New Zealand Top Cop Blames Youth Crime Surge on Next-Gen Video Games

For more than a decade, violent video games have been blamed for inspiring everything from aggressive thoughts to actual school shootings. But a leading police executive in New Zealand has a unique new theory:

Next-gen consoles are to blame.

As reported by the New Zealand Herald, Superintendent Bill Harrison, national manager of police youth services, said that recent increases in youth violence have coincided with the launch of the Xbox 360 in late 2005. The newspaper cited statistic showing a 25% jump in arrests of New Zealand youth for crimes of violence.

While Harrison attributed some of the increase to a police initiative targeting domestic violence, he speculated on the effect of violent games after watching his own son play an unspecified Xbox 360 game:

It was desensitising him to violence.
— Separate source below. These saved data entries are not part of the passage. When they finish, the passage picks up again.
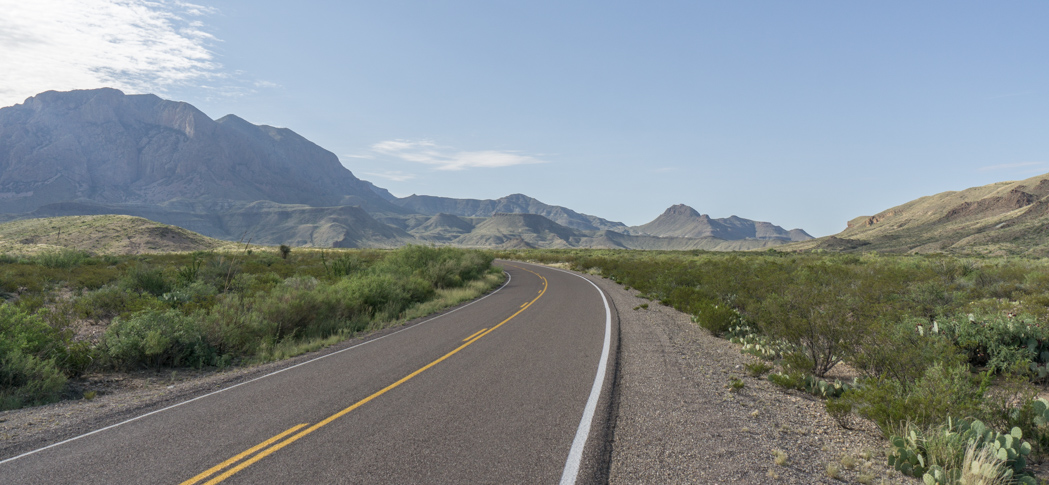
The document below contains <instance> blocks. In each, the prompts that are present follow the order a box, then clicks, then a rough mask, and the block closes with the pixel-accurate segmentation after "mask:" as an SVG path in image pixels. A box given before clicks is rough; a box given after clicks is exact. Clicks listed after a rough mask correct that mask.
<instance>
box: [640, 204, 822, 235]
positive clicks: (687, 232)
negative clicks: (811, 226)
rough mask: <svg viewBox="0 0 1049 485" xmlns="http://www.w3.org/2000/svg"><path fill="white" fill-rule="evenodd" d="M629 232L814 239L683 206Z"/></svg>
mask: <svg viewBox="0 0 1049 485" xmlns="http://www.w3.org/2000/svg"><path fill="white" fill-rule="evenodd" d="M626 232H627V233H629V234H634V235H651V236H661V237H716V238H719V239H723V240H736V239H777V240H783V241H792V240H807V239H812V236H810V235H809V234H808V233H806V232H805V231H802V230H800V229H793V230H791V231H787V230H784V228H780V227H779V226H775V225H773V224H770V223H762V222H756V220H750V219H745V218H743V217H736V216H734V215H733V216H731V217H728V218H720V219H714V218H710V216H709V215H707V214H701V213H699V212H697V211H695V209H692V208H691V207H688V206H686V205H683V204H679V205H677V206H671V207H670V208H668V209H667V210H666V211H664V212H663V214H661V215H660V216H659V217H656V219H655V220H652V222H650V223H648V224H645V225H642V226H635V227H631V228H629V229H628V230H627V231H626Z"/></svg>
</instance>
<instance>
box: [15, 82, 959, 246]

It was shifting his norm about how he would deal with conflict.

You see these kids – their hands are wringing wet with sweat because their bodies are taking in what’s going on on the screen and they are acting it out.

Harrison called for a planned government study into youth violence to include the effects of violent video games. However, Auckland University psychologist Ian Lambie told the Herald that game violence had no effect on most youth:

There is a subset of the population that is far more likely to be affected. But we know that the problems are far more complex. It’s learning issues, it’s a whole range of other developmental problems.